なんで梓月がここに。どうして梓月が俺のベッドで寝てるんだ。
なんで、どうして、という疑問がぐるぐるとまわっていくうちに、再びふとカゴに目が留まった。起こさないようにそっと、ベッドから抜け出して、カゴの前にしゃがみこむ。覗き込んだカゴの中には、弁当箱が入っていた。
もしや。
ジローから聞いた話を思い出して、なんだかたまらなく愛おしくなって、顔がにやけるのがおさえきれなくなった。
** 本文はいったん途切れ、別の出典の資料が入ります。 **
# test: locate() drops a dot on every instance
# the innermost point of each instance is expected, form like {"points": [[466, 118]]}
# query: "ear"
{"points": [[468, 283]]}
朝弱いのに。弁当なんて作ってくる柄じゃねえってのに。
俺との約束をこんなにも楽しみにしてくれていたなんて。
だというのに家に来てみれば、未だ寝ている俺を見て、きっとこいつはテニスって気分でもなくなったんだろうな。絆創膏がいくつもはってある指を、ゆっくりなぞる。


「これじゃどっちみち、テニスなんてさせらんねぇじゃねぇか」


俺はベッドに戻ると、幸せそうに眠る梓月を引き寄せて、目を閉じた。